Tuning for Alignment, Constitutional Training, & Instruction Calibration.
TACTIC is a training library for three models in the CeSIA safety stack:
- a constitutional classifier — a LoRA-adapted causal LM + linear head that classifies a prompt into a 12-class harm taxonomy,
- a jailbreak classifier — the same backbone with a single sigmoid head that flags whether a prompt is a jailbreak attempt (binary), with per-technique loss logging, and
- a paraphraser — a LoRA fine-tuned causal LM that rewrites prompts while preserving intent ("reverse paraphrasing" / redaction), consumed by REDACT.
TACTIC is training-only. Inference (the Probe → Decode → Assess routine, vLLM/API
deployment) lives in a separate downstream library that consumes the weights and the
weight_frame.json calibration manifest produced here.
uv sync --extra dev # or: pip install -e ".[dev]"Both models share the same three explicit stages, driven by one Trainer:
from tactic import ClassifierTrainer, ClassifierTrainConfig, build_dataset
# 1. LOAD DATA — local file or any HuggingFace Hub dataset, same call
data = build_dataset("prompts.csv", text_column="prompt", label_column="category")

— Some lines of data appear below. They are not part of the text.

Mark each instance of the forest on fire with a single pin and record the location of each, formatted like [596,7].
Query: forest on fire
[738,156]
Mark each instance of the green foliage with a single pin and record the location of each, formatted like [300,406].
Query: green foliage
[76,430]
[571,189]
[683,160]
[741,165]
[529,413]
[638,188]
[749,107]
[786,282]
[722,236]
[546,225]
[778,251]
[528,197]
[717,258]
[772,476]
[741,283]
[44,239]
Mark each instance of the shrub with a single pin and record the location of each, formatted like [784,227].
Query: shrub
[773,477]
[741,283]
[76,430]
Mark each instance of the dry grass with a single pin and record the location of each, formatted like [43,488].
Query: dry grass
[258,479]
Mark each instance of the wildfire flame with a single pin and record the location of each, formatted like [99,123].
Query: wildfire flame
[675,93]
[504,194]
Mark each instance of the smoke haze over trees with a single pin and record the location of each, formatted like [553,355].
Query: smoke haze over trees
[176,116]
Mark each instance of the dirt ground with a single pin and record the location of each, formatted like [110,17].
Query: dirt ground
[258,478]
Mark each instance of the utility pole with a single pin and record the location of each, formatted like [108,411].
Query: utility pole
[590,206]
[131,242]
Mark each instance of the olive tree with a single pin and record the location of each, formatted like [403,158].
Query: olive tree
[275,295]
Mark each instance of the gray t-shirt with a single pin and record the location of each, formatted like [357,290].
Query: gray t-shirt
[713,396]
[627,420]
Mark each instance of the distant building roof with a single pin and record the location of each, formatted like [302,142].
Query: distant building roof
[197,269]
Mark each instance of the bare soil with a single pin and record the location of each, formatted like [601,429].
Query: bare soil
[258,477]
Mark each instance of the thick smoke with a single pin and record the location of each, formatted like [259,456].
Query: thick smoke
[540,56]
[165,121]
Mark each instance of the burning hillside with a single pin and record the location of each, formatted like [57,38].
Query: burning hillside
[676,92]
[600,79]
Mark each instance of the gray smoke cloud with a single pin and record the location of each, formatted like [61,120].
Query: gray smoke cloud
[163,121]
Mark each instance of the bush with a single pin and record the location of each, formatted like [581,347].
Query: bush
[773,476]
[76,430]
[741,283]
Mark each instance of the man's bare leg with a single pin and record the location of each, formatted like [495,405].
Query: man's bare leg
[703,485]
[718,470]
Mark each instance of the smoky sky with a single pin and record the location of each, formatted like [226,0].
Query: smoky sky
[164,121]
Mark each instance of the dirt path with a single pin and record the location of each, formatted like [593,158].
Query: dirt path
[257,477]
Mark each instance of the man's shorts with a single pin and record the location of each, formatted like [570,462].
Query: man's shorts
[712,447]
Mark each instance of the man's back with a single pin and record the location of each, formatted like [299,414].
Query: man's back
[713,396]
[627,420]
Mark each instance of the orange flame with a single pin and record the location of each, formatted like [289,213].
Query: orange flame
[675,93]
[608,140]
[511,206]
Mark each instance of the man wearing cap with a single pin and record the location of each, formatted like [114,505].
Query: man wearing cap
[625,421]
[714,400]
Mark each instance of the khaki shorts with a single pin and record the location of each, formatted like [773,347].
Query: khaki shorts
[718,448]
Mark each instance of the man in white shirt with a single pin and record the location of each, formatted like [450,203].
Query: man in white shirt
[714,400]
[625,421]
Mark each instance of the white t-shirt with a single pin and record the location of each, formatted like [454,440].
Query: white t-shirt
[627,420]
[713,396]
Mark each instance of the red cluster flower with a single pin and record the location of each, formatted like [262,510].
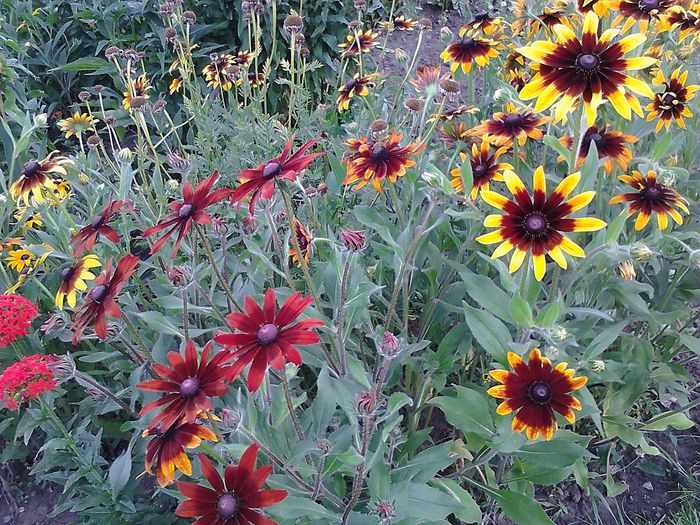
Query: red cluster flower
[16,316]
[26,379]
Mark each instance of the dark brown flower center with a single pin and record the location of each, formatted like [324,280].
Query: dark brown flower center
[97,221]
[185,211]
[652,193]
[228,506]
[535,224]
[267,334]
[31,168]
[271,169]
[540,392]
[98,293]
[588,61]
[190,387]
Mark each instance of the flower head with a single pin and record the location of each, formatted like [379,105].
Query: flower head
[191,210]
[88,235]
[16,316]
[167,447]
[35,180]
[268,336]
[73,279]
[188,385]
[377,160]
[260,181]
[358,85]
[650,198]
[514,123]
[535,390]
[537,224]
[672,103]
[138,88]
[485,168]
[100,301]
[78,124]
[470,48]
[26,379]
[233,499]
[610,146]
[358,42]
[591,67]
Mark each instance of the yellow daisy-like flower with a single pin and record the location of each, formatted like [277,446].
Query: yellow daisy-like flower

data = build_dataset("walledai/HarmBench", text_column="prompt",
label_column="category", split="train") # drop-in HF
# 2 & 3. LOAD MODEL & TRAIN
trainer = ClassifierTrainer(ClassifierTrainConfig(model_name="Qwen/Qwen3.5-0.8B"))
trainer.load_model()
trainer.fit(data)
trainer.save(push_to_hub=False)The jailbreak classifier mirrors this with build_jailbreak_dataset — the binary label is
derived from the dataset's shape (a populated jailbreak column means an augmented
attempt, label 1; a base prompt row is label 0), so no label column is needed:
from tactic import JailbreakTrainer, JailbreakTrainConfig
from tactic.data import build_jailbreak_dataset
data = build_jailbreak_dataset("centrepourlasecuriteia/constitution-input-augmented-dataset")
trainer = JailbreakTrainer(JailbreakTrainConfig(model_name="Qwen/Qwen3.5-0.8B"))

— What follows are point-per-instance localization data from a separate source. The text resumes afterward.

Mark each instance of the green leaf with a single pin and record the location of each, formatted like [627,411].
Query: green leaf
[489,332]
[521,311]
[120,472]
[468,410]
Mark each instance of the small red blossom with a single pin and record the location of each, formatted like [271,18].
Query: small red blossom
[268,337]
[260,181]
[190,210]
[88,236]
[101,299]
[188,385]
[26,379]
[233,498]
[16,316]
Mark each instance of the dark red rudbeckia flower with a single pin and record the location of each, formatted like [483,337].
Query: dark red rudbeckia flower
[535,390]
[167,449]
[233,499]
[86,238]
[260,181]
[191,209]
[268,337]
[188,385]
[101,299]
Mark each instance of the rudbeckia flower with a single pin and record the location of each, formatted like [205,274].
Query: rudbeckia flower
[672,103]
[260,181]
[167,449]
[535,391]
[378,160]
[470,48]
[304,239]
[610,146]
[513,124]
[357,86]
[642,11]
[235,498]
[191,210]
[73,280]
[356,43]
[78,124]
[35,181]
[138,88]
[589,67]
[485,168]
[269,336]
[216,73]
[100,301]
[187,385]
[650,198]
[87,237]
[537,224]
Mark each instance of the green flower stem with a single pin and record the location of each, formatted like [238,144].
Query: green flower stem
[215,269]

trainer.fit(data)The paraphraser mirrors this too:
from tactic import ParaphraserTrainer, ParaphraserTrainConfig, build_dataset
pairs = build_dataset("pairs.jsonl", input_column="prompt", target_column="paraphrase")
trainer = ParaphraserTrainer(ParaphraserTrainConfig(model_name="Qwen/Qwen3.5-0.8B"))
trainer.fit(pairs)End-to-end runnable examples are in notebooks/.
build_dataset(source, ...) auto-detects the source: a local .csv/.jsonl/.json
path is read from disk; anything else is treated as a HuggingFace Hub dataset id and
loaded via datasets.load_dataset. Column-mapping kwargs adapt any schema, so any HF
dataset is a true drop-in.
# Classifier
tactic classifier train --dataset_path prompts.csv --max_steps 1000 --save_every 200
tactic classifier train --dataset_path org/dataset --sweep_config sweep_configs/classifier_sweep.yaml
tactic classifier calibrate --checkpoint checkpoints/<run>/step_1000 --eval_csv eval.csv
# Jailbreak classifier (binary; label derived from the dataset's jailbreak column)
# Pipeline: sweep -> continue-best -> calibrate -> deploy (mirrors the classifier)
tactic jailbreak sweep --dataset_path centrepourlasecuriteia/constitution-input-augmented-dataset --max_steps 500
tactic jailbreak resume <run_id> --max_steps 4500 --save_every 250
tactic jailbreak calibrate --checkpoint <ckpt>/best --dataset_path <hf-id> --eval_frac 0.1
# Paraphraser
tactic paraphraser train --dataset_path pairs.jsonl --num_train_epochs 1
tactic paraphraser eval --adapter checkpoints/paraphraser --eval_csv eval.csvThe flat tactic-classifier-train / tactic-jailbreak-train / tactic-paraphraser-train
aliases still work for back-compat.
Each run writes a checkpoint directory containing the LoRA adapter, the head (the harm
classifier's classification_head.pt or the jailbreak jailbreak_head.pt), the tokenizer,
and a weight_frame.json manifest. Calibration adds the harm classifier's per-category
thresholds.json (sets classifier.thresholds) or the jailbreak detector's single
threshold.json (sets jailbreak_classifier.threshold). Set --push_to_hub --hub_repo_id <id> (with HF_TOKEN in your environment) to publish to the HuggingFace Hub.
uv run ruff check src
uv run mypy src
uv run pytest # CPU-only, no networkSee CLAUDE.md for the full layout and where the reference material lives.